Flows¶
A Flow defines how an experiment is executed, including device fabrication, data collection, and data analysis. Flows are a core concept in Balthazar and are required to run, track, and reproduce experiments.
Why Flows matter¶
Flows ensure that experiments are:
- Reproducible: the same steps can be run again at any time
- Versioned: changes to experimental logic are tracked
- Reviewable: experiment execution can be inspected and audited
All experiment execution in Balthazar happens through Flows.
What is a Flow?¶
A Flow is a standard Python script executed by the machine where the Balthazar Runner is installed. During execution, Balthazar automatically captures logs, outputs, and metadata associated with the run.
Creating and running a Flow¶
Follow the steps below to create and run your first Flow.
1. Create a new Flow¶
- Choose a Flow name (for example,
SimpleTest) - Click Add Flow

2. Open the workbench¶
The Workbench is the environment where Flows are developed, edited, and executed. It allows you to create Python scripts, run them interactively, and see outputs live.
- Click the Workbench button to start editing the Python scripts associated with your Flow
- Create a new file, for example
main.py.

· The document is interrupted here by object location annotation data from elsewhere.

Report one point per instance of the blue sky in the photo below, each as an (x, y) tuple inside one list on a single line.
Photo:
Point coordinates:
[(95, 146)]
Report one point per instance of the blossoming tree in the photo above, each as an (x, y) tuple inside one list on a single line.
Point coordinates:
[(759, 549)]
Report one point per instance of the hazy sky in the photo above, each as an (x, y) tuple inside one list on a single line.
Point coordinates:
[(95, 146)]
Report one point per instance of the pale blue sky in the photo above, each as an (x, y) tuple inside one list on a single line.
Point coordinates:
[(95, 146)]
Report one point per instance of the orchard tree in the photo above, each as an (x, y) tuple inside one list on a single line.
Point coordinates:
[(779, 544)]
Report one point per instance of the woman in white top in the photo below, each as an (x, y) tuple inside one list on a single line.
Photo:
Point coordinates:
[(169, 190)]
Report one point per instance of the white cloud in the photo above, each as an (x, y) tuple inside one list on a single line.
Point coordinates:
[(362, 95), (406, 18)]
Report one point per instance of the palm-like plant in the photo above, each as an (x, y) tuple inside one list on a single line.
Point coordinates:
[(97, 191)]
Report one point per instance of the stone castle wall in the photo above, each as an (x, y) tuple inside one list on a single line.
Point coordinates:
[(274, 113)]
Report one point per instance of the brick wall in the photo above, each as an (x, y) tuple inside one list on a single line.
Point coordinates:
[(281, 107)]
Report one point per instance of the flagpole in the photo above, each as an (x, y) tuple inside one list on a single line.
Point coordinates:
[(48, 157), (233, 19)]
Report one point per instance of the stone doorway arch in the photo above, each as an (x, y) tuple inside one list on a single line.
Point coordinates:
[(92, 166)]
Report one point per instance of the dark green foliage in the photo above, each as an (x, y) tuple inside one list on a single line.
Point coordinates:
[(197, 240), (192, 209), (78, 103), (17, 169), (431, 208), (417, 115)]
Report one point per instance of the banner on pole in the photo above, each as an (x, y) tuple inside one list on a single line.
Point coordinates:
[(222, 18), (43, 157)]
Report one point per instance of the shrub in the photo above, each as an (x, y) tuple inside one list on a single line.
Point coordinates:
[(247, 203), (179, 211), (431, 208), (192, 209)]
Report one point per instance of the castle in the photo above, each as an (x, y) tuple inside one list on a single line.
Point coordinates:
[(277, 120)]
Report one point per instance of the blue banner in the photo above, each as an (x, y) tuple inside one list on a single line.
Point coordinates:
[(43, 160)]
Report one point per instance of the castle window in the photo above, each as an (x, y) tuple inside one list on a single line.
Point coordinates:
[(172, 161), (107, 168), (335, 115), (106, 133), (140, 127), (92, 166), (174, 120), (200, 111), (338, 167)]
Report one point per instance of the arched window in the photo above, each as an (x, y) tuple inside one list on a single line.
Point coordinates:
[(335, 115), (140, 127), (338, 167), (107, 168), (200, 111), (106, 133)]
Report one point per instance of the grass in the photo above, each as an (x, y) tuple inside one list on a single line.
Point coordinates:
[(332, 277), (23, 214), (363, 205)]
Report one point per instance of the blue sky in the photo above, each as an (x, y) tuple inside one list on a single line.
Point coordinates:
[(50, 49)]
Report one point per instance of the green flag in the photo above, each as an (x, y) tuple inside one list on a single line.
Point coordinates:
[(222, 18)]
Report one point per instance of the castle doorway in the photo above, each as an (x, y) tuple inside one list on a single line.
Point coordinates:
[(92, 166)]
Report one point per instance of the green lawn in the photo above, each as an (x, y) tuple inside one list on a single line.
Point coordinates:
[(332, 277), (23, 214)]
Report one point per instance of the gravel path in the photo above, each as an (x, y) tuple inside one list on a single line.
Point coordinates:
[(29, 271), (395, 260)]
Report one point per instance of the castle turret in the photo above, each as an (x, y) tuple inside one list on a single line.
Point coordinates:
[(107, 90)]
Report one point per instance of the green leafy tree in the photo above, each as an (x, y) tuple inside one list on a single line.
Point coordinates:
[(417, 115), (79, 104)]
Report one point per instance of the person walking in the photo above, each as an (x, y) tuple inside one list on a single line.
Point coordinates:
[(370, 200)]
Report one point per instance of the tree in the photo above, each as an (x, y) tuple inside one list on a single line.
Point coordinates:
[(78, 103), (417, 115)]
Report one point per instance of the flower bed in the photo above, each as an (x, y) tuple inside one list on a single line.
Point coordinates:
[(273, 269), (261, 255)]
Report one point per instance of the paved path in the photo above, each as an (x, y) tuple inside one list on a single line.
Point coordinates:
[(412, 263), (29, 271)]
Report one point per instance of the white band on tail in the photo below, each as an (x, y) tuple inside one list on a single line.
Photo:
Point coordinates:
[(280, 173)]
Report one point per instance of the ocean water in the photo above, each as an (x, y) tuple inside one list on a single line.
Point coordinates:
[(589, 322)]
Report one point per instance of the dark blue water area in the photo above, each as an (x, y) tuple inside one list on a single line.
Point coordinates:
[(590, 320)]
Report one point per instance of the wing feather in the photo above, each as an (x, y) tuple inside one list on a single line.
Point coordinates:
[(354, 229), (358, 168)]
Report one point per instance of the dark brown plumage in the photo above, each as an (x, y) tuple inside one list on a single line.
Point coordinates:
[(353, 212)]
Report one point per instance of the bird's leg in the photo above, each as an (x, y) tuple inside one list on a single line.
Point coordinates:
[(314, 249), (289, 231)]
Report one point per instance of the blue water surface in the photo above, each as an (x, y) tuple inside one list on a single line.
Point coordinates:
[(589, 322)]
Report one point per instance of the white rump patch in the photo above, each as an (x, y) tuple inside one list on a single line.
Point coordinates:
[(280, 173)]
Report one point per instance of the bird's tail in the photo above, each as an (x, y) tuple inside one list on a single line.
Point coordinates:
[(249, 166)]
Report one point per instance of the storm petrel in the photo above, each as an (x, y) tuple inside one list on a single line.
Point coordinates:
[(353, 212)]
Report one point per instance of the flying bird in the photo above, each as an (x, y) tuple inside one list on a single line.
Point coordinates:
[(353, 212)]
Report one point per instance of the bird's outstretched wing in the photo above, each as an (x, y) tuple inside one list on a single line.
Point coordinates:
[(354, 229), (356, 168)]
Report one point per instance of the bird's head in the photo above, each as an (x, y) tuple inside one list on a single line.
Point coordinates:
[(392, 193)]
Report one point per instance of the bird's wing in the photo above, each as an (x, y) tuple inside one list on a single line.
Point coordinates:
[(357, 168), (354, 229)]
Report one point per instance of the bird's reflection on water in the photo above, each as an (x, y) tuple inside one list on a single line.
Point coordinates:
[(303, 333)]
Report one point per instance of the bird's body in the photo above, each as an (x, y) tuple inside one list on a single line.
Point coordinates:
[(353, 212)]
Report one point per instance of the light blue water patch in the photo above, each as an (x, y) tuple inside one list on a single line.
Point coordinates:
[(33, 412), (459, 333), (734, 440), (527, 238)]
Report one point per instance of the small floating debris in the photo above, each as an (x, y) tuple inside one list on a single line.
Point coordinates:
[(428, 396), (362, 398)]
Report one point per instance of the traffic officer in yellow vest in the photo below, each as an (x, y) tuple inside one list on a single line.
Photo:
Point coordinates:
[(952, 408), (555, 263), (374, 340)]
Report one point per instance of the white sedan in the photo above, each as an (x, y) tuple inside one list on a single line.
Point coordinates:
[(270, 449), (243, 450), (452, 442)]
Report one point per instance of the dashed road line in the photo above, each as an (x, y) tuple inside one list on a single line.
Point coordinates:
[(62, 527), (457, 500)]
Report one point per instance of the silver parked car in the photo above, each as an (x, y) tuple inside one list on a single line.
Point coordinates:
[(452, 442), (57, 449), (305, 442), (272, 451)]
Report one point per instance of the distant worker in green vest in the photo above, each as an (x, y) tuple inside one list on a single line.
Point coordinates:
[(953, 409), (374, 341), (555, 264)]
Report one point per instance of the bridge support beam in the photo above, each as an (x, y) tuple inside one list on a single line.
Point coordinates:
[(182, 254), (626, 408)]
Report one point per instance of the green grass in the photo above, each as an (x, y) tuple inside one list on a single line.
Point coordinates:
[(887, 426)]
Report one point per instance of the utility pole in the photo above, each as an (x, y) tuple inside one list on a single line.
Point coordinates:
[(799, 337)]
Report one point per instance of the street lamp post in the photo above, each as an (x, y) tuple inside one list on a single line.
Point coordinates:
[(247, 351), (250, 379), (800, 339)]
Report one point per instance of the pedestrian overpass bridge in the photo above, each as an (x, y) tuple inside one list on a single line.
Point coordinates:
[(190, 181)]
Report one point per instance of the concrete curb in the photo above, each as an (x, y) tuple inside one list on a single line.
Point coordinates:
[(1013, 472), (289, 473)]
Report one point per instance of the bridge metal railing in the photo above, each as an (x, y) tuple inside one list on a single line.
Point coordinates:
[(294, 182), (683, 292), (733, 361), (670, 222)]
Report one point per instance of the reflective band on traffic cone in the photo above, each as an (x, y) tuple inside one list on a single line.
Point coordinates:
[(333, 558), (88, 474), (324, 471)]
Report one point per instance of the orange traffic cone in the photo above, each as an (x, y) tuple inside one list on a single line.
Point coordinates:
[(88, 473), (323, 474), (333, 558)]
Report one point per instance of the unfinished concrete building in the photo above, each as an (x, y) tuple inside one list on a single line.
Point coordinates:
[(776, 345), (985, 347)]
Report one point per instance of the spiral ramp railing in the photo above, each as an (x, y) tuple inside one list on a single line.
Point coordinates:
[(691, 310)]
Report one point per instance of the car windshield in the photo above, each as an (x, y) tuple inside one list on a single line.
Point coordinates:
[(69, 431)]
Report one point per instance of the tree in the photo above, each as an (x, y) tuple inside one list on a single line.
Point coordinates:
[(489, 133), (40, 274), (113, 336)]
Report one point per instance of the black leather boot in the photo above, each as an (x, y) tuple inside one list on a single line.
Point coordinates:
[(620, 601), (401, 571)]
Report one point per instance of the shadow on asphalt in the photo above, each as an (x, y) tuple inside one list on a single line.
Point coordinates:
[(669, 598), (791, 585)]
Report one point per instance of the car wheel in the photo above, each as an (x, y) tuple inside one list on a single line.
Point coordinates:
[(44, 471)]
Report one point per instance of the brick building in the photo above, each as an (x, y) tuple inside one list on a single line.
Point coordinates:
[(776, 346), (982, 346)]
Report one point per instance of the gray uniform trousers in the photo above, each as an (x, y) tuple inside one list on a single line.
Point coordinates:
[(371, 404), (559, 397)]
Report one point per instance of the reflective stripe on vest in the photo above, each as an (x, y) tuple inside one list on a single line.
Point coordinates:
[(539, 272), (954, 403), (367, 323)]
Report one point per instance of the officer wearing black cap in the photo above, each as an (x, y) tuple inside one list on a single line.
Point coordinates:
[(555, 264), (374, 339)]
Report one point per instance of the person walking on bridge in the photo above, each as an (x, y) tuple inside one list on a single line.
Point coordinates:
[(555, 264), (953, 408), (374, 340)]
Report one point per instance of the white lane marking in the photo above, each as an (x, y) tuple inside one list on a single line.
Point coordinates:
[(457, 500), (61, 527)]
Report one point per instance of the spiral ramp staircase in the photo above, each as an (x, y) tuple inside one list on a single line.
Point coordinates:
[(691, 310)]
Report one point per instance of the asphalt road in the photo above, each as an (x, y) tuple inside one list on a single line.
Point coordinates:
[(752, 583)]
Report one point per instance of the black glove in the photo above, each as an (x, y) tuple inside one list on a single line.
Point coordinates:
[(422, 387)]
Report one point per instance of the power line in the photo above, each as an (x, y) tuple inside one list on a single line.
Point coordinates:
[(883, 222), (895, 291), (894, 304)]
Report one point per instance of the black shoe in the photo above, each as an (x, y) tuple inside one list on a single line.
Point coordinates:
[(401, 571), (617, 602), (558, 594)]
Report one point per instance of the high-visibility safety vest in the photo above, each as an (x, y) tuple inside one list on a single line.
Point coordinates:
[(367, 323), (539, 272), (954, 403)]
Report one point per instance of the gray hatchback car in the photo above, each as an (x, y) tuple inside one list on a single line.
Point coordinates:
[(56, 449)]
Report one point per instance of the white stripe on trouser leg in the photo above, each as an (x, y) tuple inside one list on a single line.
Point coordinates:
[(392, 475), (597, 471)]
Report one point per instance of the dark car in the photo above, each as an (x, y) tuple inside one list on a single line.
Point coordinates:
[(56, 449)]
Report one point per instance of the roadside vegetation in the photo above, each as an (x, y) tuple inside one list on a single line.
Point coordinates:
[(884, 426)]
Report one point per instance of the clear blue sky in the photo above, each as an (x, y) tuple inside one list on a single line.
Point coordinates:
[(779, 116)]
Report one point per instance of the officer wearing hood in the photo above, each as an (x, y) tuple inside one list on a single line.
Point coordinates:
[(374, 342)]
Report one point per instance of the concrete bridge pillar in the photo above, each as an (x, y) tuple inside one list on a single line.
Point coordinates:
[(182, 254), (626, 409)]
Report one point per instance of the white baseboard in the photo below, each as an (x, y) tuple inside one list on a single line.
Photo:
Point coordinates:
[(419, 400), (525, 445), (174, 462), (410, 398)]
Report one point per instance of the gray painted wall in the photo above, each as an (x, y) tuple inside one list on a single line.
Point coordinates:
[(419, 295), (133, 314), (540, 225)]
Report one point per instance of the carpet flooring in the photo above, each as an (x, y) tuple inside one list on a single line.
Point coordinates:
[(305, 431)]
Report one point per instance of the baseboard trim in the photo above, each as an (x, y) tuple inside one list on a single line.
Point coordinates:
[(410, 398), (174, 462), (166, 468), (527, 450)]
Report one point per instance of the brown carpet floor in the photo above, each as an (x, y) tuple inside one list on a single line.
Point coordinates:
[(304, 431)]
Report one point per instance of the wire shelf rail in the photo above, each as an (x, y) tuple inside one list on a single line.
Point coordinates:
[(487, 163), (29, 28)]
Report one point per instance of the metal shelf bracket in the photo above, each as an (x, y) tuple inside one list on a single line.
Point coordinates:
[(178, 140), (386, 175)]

This file contains the main logic of your Flow
You can now write Python code as usual, including imports, computations, and plotting. When run through a Flow, Balthazar automatically captures outputs and plots for review both during and after the run.
3. Write a simple script¶
Add some code to main.py, for example:
a = 2
b = 3
c = a + b
print(c) # This will show 5 in the output
4. Run the script¶
- Click the three dots next to the filename
- Select Run this file to choose the main file of the Flow

5. Select a device and Runner¶
At this point, the Flow is ready to run:
-
Select a device
(see Creating a Device if your device list is empty) -
Select a Runner
(see Installing a Runner if no Runner is available)

6. Start the Flow¶
- Click the Start button to run the Flow
The script executes on the selected Runner, and the standard output (stdout) is automatically captured by Balthazar.
In this example, the output 5 is recorded as part of the Flow execution.

Imports and outputs¶
Balthazar integrates seamlessly with standard Python libraries installed on the machine running the Balthazar Runner.
Plots generated inside a Flow are automatically detected and displayed in Balthazar. This live plotting feature allows you to:
- Inspect results during the run, as plots are captured in real time
- Review results after the run, with plots stored alongside the run metadata
Example: Generating a live plot¶
import numpy as np
import matplotlib.pyplot as plt
# Generate data
x = np.linspace(0, 360, 50)
y = np.sin(np.deg2rad(x))
# Create figure
plt.figure()
plt.xlabel("Angle (deg)")
plt.ylabel("Sine")
# Plot points one by one with a pause to simulate live data taking
for xi, yi in zip(x, y):
plt.scatter(xi, yi)
plt.pause(0.2)
The code above produces the following live plot in Balthazar:

Connecting to instruments¶
Balthazar integrates with instruments using Python libraries such as pyvisa.
Libraries specific to a given instrument can also be imported.
Below is an example of connecting to a Keithley digital multimeter using PyVISA and reading a DC voltage.
import pyvisa
# Create a VISA resource manager
rm = pyvisa.ResourceManager()
# Open a connection to the Keithley instrument over USB
keithley = rm.open_resource("USB0::0x05E6::0x6500::01234567::INSTR")
# Identify the instrument
print(keithley.query("*IDN?"))
# Configure the instrument to measure DC voltage
keithley.write(":SENS:VOLT:DC")
# Read the voltage
voltage = keithley.query(":READ?")
print(f"Measured voltage: {voltage.strip()} V")
Adding outputs¶
To add outputs to the current Flow run:
import balthazar as blt
blt.output[key] = value
If you have a pandas DataFrame df_output containing outputs, you can convert it to a dictionary of lists using df_output.to_dict(orient="list") and then:
for key, value in df_output.items():
blt.output[key] = value
Version control with GitHub¶
Flows are stored in GitHub repositories, making it easy to track both their contents and how they evolve over time.
By using GitHub, you get:
- Automatic branching: a dedicated GitHub branch is created for each Flow.
- Built-in versioning: every time a Flow runs, the files it contains are pushed to the repository, capturing the exact state of the code.
- Full traceability: for every experiment, you can inspect precisely which code was executed.